Cementing Congressional Connections: HDP Colombia & Peru Trip Recap
Besides being prime places to experience South American cuisine, Colombia and Peru are in prime positions for their members of Congress and their staff to strengthen legislative services and oversight.
The eagerness to energize such actions was brought to light during the series of technical trainings facilitated by the House Democracy Partnership (HDP) from August 21 to 27, 2016.
Two experts, Christi Hawley Anthony from the Budget Analysis Division of the Congressional Budget Office (CBO) and June Beittel is an Analyst from the Foreign Affairs, Defense, and Trade Division of the Congressional Research Service (CRS), led the week-long training program in Bogota, Colombia and Lima, Peru to inform members of Congress and their staff in both countries on how to best capitalize on legislative processes. Broadly speaking, the experts’ audiences in both countries gravitated towards learning more about impartial, transparent budgetary practices and also how to develop sustainable, investigative research services for congressional use.
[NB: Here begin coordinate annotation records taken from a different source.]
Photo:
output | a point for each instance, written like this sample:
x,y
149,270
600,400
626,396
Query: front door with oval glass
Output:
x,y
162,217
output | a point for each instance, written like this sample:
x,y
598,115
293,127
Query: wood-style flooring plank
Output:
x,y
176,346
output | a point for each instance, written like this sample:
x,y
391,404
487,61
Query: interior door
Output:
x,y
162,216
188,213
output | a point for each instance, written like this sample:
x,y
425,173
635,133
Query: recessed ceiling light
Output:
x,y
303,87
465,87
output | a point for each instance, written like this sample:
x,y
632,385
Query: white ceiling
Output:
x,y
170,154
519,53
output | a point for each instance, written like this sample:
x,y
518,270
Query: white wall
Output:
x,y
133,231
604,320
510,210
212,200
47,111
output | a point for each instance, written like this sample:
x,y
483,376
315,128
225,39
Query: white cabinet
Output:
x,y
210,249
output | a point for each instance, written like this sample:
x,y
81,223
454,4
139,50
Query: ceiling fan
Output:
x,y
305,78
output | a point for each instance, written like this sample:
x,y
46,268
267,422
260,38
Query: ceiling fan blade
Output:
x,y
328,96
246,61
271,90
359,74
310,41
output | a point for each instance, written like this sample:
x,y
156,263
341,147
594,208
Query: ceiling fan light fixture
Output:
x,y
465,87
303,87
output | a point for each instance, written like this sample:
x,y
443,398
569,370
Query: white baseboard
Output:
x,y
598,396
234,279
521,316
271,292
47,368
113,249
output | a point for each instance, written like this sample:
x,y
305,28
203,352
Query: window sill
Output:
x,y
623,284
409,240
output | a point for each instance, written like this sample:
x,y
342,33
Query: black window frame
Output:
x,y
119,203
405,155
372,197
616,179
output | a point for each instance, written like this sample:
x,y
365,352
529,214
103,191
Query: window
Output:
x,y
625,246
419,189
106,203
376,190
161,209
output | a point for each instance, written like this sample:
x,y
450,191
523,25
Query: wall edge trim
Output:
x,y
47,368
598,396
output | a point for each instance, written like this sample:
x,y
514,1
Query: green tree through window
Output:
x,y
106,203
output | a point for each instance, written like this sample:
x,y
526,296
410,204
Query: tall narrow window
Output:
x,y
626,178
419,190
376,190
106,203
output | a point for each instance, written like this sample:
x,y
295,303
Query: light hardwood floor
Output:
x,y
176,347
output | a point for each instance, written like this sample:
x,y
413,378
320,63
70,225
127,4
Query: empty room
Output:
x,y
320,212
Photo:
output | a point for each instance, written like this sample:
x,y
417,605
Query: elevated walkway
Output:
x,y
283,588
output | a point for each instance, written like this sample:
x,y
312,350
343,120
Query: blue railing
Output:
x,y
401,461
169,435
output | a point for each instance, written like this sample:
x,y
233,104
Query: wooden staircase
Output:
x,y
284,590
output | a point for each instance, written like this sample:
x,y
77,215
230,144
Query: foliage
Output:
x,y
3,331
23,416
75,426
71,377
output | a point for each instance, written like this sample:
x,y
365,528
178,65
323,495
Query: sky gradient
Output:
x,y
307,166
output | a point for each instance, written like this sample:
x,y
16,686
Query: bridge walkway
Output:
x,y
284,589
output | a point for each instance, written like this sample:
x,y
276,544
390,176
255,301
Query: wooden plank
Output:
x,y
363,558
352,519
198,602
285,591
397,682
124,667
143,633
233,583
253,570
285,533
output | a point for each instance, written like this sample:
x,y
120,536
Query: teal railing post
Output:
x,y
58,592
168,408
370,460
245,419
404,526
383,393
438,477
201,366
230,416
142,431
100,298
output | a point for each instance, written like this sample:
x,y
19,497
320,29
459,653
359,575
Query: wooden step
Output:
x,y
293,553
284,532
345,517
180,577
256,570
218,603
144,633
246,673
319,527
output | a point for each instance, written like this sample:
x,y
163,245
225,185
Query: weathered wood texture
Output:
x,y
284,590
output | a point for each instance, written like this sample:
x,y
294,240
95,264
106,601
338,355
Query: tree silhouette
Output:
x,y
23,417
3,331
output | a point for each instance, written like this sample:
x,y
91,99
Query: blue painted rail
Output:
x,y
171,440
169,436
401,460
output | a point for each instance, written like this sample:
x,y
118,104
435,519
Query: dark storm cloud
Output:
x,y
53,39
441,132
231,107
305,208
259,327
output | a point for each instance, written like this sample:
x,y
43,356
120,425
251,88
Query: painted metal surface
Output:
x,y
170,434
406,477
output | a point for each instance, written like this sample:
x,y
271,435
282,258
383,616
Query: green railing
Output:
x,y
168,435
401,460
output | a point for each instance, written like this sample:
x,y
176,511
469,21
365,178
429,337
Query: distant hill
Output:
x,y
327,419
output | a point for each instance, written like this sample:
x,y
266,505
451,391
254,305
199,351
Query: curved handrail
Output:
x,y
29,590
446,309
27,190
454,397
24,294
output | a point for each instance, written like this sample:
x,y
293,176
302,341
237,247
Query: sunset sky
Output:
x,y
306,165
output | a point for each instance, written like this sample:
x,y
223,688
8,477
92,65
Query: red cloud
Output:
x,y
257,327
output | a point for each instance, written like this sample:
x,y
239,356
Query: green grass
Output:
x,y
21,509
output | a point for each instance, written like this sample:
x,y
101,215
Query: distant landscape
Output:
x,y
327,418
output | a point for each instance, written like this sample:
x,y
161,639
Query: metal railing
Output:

In Colombia, meeting dialogue was significantly focused on the continued development of El Centro de Altos Estudios Legislativos (Center for Legislative High Studies [CAEL]), or a branch of the Colombian Senate that promotes strategic alliances with Colombia’s academic community, inter-parliamentary projects, and projects to strengthen initiatives that support legislative processes. A deep interest for the exchange of capacity building strategies on the part of the Colombians stemmed from the fact that CRS has been in existence for over one-hundred years while CAEL is a mere four years old. Colombia currently does not have significant funding opportunities to support this cause in Congress, which has been historically overlooked, as recent efforts have been put towards solidifying a peace agreement with the FARC; the final peace accord between the Colombian government and the FARC was signed after 52 years of conflict on August 24, while HDP’s delegation was in-country for this historic event. At the moment, CAEL is primarily utilizing the services of university students to conduct congressional research, making for an inconsistent reporting system. HDP served to animate the importance of such a congressional research service.
In Peru, it was evident that the country is still in a holding pattern of welcoming a new Congress that consists of approximately 75% new members. In HDP’s culminating seminar, 160 newly-minted congressional staff members filled a hall in the Peruvian Congress building to as they personally sought to establish their smaller, individual roles in the roles in the dissemination of information, research and assistance they provide to committees, members, and staff in Congress. The experts answered a plethora of questions for the eager congressional staff members who inquired about congressional best practices for both budgets and research; much of the dialogue touched on how to sustain or collaborate on congressional practices in light in light of the high congressional turnover rate.
HDP saw a number of people in both Congresses who expressed great interest in having follow-up peer-to-peer exchanges and/or continued support through HDP initiatives, such as through video conferences and trainings. Through this trip, IRI and HDP programming garnered high-level support, including that from the Second Vice President of the Colombian Senate, Ivan Name, and the President of the Peruvian Congress, Luz Salgado, who happens to be a 2009 HDP alumna herself. It was a critical time for HDP to be in each country as they are both embarking on paths to promote and update new congressional endeavors. Overall, this trip served as a fresh start for developing a more in-depth HDP programming agenda in its two South American partner countries in 2017.